I think it makes sense to keep mmap_sem the outer lock here, and not do scary things in fault. Especially if the mm locking is going to be changed in the future. But you're correct, if holding reservations only inatomic should be used.

~Maarten
Maarten Lankhorst Sept. 24, 2013, 10:11 a.m. UTC | #7
Op 24-09-13 11:36, Daniel Vetter schreef:
> On Tue, Sep 24, 2013 at 11:03:37AM +0200, Thomas Hellstrom wrote:
>> On 09/24/2013 09:34 AM, Maarten Lankhorst wrote:
>>> Op 24-09-13 09:22, Thomas Hellstrom schreef:
>>>> On 09/23/2013 05:33 PM, Maarten Lankhorst wrote:
>>>>> Hey,
>>>>>
>>>>> Op 13-09-13 11:00, Peter Zijlstra schreef:
>>>>>> On Fri, Sep 13, 2013 at 10:41:54AM +0200, Daniel Vetter wrote:
>>>>>>> On Fri, Sep 13, 2013 at 10:29 AM, Peter Zijlstra <peterz@infradead.org> wrote:
>>>>>>>> On Fri, Sep 13, 2013 at 09:46:03AM +0200, Thomas Hellstrom wrote:
>>>>>>>>>>> if (!bo_tryreserve()) {
>>>>>>>>>>>      up_read mmap_sem(); // Release the mmap_sem to avoid deadlocks.

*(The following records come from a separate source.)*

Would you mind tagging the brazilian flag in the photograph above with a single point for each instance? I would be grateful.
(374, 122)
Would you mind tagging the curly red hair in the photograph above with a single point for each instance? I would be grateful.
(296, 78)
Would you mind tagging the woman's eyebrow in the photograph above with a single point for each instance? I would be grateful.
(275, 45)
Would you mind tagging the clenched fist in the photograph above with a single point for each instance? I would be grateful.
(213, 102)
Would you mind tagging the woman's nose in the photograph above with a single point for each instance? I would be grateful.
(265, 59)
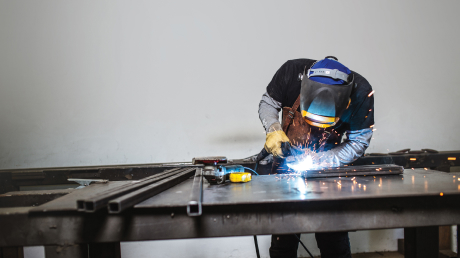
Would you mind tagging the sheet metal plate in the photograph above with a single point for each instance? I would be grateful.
(290, 188)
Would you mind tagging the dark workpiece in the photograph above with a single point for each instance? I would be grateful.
(272, 204)
(321, 101)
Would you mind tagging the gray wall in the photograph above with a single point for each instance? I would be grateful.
(118, 82)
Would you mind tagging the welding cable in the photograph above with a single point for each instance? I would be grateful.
(251, 170)
(257, 246)
(304, 246)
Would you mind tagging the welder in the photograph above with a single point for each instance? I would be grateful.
(327, 110)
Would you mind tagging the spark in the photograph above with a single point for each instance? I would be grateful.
(372, 93)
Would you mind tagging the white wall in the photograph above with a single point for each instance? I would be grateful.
(119, 82)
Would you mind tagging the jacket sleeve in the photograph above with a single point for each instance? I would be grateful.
(348, 151)
(269, 110)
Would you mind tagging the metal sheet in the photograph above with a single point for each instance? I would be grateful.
(22, 228)
(290, 188)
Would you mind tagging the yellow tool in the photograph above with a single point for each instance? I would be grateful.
(216, 170)
(240, 177)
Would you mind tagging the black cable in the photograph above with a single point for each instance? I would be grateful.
(257, 246)
(304, 246)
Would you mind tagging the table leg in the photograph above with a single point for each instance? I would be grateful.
(70, 251)
(12, 252)
(421, 242)
(104, 250)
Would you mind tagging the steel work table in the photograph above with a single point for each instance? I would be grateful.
(271, 204)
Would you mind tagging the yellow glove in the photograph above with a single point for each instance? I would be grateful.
(273, 142)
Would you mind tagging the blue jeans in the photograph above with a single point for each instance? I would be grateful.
(331, 245)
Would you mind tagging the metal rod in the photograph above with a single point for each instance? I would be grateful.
(257, 246)
(126, 201)
(101, 200)
(458, 242)
(194, 205)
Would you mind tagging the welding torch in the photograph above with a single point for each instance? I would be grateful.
(289, 152)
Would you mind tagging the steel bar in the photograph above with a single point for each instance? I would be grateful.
(364, 170)
(81, 206)
(102, 199)
(127, 201)
(194, 205)
(31, 198)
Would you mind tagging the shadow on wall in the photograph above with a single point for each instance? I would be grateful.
(239, 137)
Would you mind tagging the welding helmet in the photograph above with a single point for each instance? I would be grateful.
(325, 92)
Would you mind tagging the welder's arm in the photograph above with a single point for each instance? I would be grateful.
(269, 113)
(348, 151)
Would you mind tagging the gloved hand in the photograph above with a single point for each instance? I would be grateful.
(275, 137)
(325, 159)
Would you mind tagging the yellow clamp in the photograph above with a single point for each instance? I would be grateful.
(240, 177)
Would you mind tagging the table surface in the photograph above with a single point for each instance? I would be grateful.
(274, 204)
(291, 188)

>>>>>>>>>>>      bo_reserve();               // Wait for the BO to become available (interruptible)
>>>>>>>>>>>      bo_unreserve();           // Where is bo_wait_unreserved() when we need it, Maarten :P
>>>>>>>>>>>      return VM_FAULT_RETRY; // Go ahead and retry the VMA walk, after regrabbing
>>>>>>>>>>> }
>>>>>>>>> Anyway, could you describe what is wrong, with the above solution, because
>>>>>>>>> it seems perfectly legal to me.
>>>>>>>> Luckily the rule of law doesn't have anything to do with this stuff --
>>>>>>>> at least I sincerely hope so.
>>>>>>>>
>>>>>>>> The thing that's wrong with that pattern is that its still not
>>>>>>>> deterministic - although its a lot better than the pure trylock. Because
>>>>>>>> you have to release and re-acquire with the trylock another user might
>>>>>>>> have gotten in again. Its utterly prone to starvation.
>>>>>>>>
>>>>>>>> The acquire+release does remove the dead/life-lock scenario from the
>>>>>>>> FIFO case, since blocking on the acquire will allow the other task to
>>>>>>>> run (or even get boosted on -rt).
>>>>>>>>
>>>>>>>> Aside from that there's nothing particularly wrong with it and lockdep
>>>>>>>> should be happy afaict (but I haven't had my morning juice yet).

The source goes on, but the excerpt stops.